Although mobile health adherence was not associated with hospital readmissions, unplanned cardiac interventions, and interstage mortality, it was associated with age and weight at the time of the planned second cardiac surgery. Infants in the high mobile health adherence group were more likely to be younger and have lower absolute weight and weight-for-age z-score at the time of the planned second cardiac surgery. These findings merit further investigation, but we hypothesise that patients may have had an earlier surgical referral for feeding and growth problems because such symptoms suggested a sicker state. Additionally, caregivers with an infant exhibiting symptoms of compromised cardiac physiology may have been more motivated to adhere.

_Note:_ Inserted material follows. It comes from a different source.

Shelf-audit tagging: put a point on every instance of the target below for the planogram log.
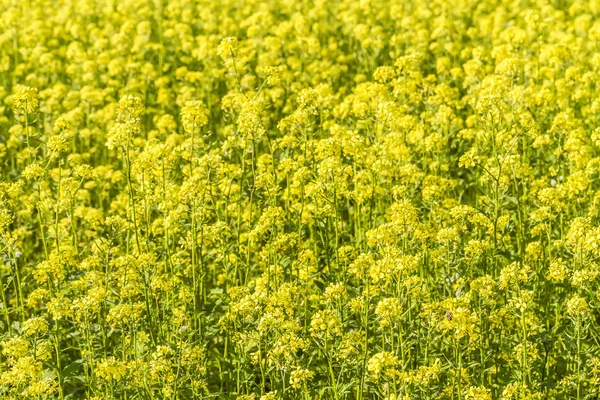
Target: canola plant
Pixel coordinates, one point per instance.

This study was limited by the single-centre, retrospective study design. The groups had small sample sizes and were heterogeneous in regard to cardiac anatomy. During the study period, our institution’s MyChart was available only in English; thus, adherence was biased towards English-speaking caregivers. United States Census data was unavailable for neighbourhood rurality and poverty data for cities/towns with populations of less than 5000; therefore, a different source had to be utilised for poverty data for study subjects living in less populated cities/towns. Programmatic changes to our institution’s interstage home monitoring programme during the study period that may have confounded the study results and outcomes include the integration of supportive paediatric home hospice and palliative care services starting in February 2018. Additionally, the adoption of routine use of digoxin to prevent interstage death in infants who have undergone a Norwood or hybrid procedure started in January 2019 and may have confounded mortality outcomes. Factors such as caregivers’ level of stress were not studied due to insufficient data.

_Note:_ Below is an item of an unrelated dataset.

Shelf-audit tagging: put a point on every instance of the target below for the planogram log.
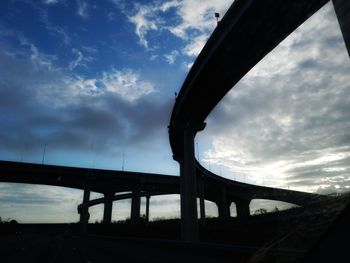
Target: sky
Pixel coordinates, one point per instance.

In conclusion, in our study cohort, adherence to mobile health interstage home monitoring was associated with demographic and socio-economic factors specifically race, ethnicity, primary language fluency, and surrogate markers of economic security. However, adherence was not associated with differences in interstage mortality. Large, multi-institutional studies are warranted to study the acceptance and efficacy of telehealth or mobile health interstage home monitoring programmes amongst diverse populations. The impact of multilanguage, low literacy, affordable telehealth, and social media options for monitoring and communicating with families during the interstage period requires further investigation.
Acknowledgements
None
Financial support
This work was supported by the NIH/NIDDK Institutional Training Grant, “Short-term Research Training for Health Professional Students” (S.J. grant number T35 DK007431); and the NIH/NHLBI (S.C. grant number K23 HL133447).
Conflicts of interest
None
Ethical standards
This study was approved by the institutional review board at the Medical University of South Carolina and was performed in accordance with the ethical standards as laid down in the 1964 Declaration of Helsinki and its later amendments or comparable ethical standards.